一勝は伝手を辿って木造長政と対面できた。
「お久しぶりにございますな。山路久之丞どの。その顔のお傷、相当な武功を積みかさねられたようで」
「現在は、長尾隼人正一勝を名のっております。顔の傷は武人の誇りというものです」
「いや、仰るとおり。揶揄するつもりはござらなんだ。そうですか、いまは長尾を名のっておられるのですな。長尾は伊勢の名家。良き名を継がれた」
「ありがとう存じます。木造さまもご壮健そうで」
「…………」
木造長政は複雑な表情をしている。やや沈黙があって、口を開いた。
「……このように世知辛い世の中です。あなたからのお呼び出しは、岐阜城の開城を約してほしいというものでしょうか?」
いきなりずけりと切りだされて、一勝は出鼻をくじかれた。
「はは……木造さまにはすべてお見通しで……左様、岐阜城を開城されたい。
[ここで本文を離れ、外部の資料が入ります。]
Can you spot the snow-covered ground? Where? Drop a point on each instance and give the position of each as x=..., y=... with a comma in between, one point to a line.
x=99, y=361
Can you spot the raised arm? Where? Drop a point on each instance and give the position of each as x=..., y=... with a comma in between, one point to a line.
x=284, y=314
お力をお貸しいただけまいか?」
一勝は頭を下げた。
「頭をお上げいただきたい。私とてやれることと出来ぬことがある。こたびの長尾どののお申し出はうけられぬ類でござれば……」
「なぜでござりますか」
「我が殿、織田秀信様は、誇り高き織田家の当主にございます。信長公と信忠公を無上のお方とお慕い致しております。開城は、その御方の顔に泥を塗るにひとしく……」
言葉の末尾も曖昧に頭を下げる木造大膳。
その木造大膳の顔のまえに、右手を開いて言葉を制止させた一勝。
「あいや、それまで。私とて、武人の誇りを傷つけてまで、開城を迫ろうとは思いませぬ。次にお会いできるときがあれば、城攻めの時でしょう」
「長尾どの……」
一勝は木造大膳に会釈して、調略をやめた。
陣に帰って調略が不調に終わったことを正則に詫びた一勝だったが、案に反して正則はうれしそうであった。
「そうか、秀信さまがそこまでご立派になられたか」
正則はそう独りごちて、一勝を責めなかった。
織田秀信というのは、幼名を三法師といい、織田信長の息子である信忠の実子である。秀信は豊臣秀吉から鄭重に扱われたこともあり、秀吉にわるい感情はない。とうぜん福島正則にも、良い感情がある。ときがときなれば天下様といわれていたかもしれないが、秀吉に甘やかされて育てられたため、気位ばかりが高い、世間知らずに育った。
いまは岐阜城の主人として、美濃をおさめていた。